Soap box racer on roll

Joey Payeur

The top young soap box derby racers on the planet will gather next month–and a Fort Frances resident once again will be among them.
Marie-Mai Langevin is heading back to Akron, Ohio for the 80th FirstEnergy All-American Soap Box Derby World Championship Race on July 22 after dominating the Super Stocks division at the Dakota Soap Box Derby in Valley City, N.D. on Saturday.
The 11-year-old went 14-0 in her match races, each comprised of two heats, with the winner having the best total combined time.
Langevin finished unbeaten run by winning a rematch with 16-year-old Valley City native Erin Crump in the final of the category for racers aged nine-18 by a margin of only .074 seconds.
“I felt confident as I kept winning each race,” said Langevin, who made it to the worlds previously in 2014 after prevailing in the Stocks division.
“But when I beat [Crump] in our first meeting of the day [by 0.2 seconds], I knew I beat one of the better ones there.

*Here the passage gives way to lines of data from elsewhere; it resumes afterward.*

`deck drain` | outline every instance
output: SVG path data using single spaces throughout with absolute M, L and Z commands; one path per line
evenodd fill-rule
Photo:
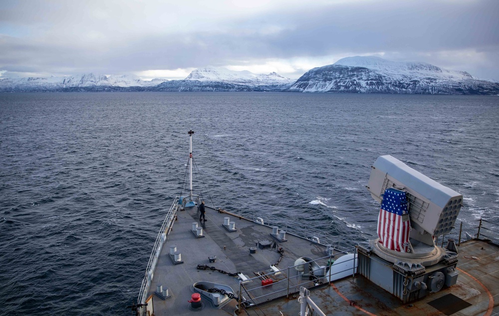
M 472 305 L 453 294 L 444 295 L 441 298 L 429 302 L 428 305 L 446 315 L 452 315 Z

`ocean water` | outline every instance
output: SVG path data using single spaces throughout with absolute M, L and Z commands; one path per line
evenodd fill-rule
M 183 190 L 362 241 L 390 154 L 499 230 L 499 98 L 282 93 L 0 94 L 0 315 L 123 315 Z M 185 192 L 185 190 L 184 191 Z

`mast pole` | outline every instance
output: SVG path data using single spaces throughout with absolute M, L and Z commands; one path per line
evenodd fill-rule
M 190 172 L 189 173 L 189 184 L 191 191 L 191 200 L 192 200 L 192 134 L 194 133 L 192 129 L 187 132 L 189 136 L 189 148 L 190 151 L 189 155 L 189 164 L 190 166 Z

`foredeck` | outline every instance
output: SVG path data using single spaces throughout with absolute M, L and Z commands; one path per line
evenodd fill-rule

“But when I knew I would be facing her again in the final, I was nervous,” she admitted.
Langevin’s nerves weren’t helped when Crump, running on what was considered the slower half of the track, won the opening phase of the final by .222 seconds.
With the racers switching sides for the second phase, Langevin knew she had to draw on every bit of wisdom she had collected from the rest of her races that day.
“The key was learning the path on that slow track that was working for the other racers I had watched race before me all day,” she explained.
She proved to be an attentive student–besting Crump by .296 seconds to provide the margin of victory on what was a hot and physically taxing day.
“The food we brought was getting squishy in the heat, so I wasn’t eating as much and that made me more tired as the afternoon went on,” noted Langevin.
“I started feeling dizzy, but I drank lots of water to help and I was able to keep good concentration.”
Langevin now is counting on having been to the worlds once before as something she can use to her advantage.
“I don’t think it’s going to be very different than it was before and I know what to expect now,” she reasoned.
“With three cars racing at a time, it will be more difficult,” she conceded. “But I just have to worry about what I’m doing and work on going as straight as possible and to duck my head to stay aerodynamic.”
Langevin finished in the top 36 her first time at the worlds, but she had much bigger ambitions for her return.
“I want to finish in the top three and I think I have a good chance.”
Her younger brother, Yannick, also had a solid day in Valley City as the 10-year-old was sixth behind his sister in the Super Stocks class.
After going 0-2 last year in his rookie season in Super Stocks, Yannick posted a 5-2 record this time.
“I found it easier to find the good path on the track to run,” he remarked.
“I was bending down more in the car.
“It also helped that I had gone up against older kids the year before,” Yannick added.
“I’m racing more and I’m getting used to it more,” he noted. “I am really happy for my sister.”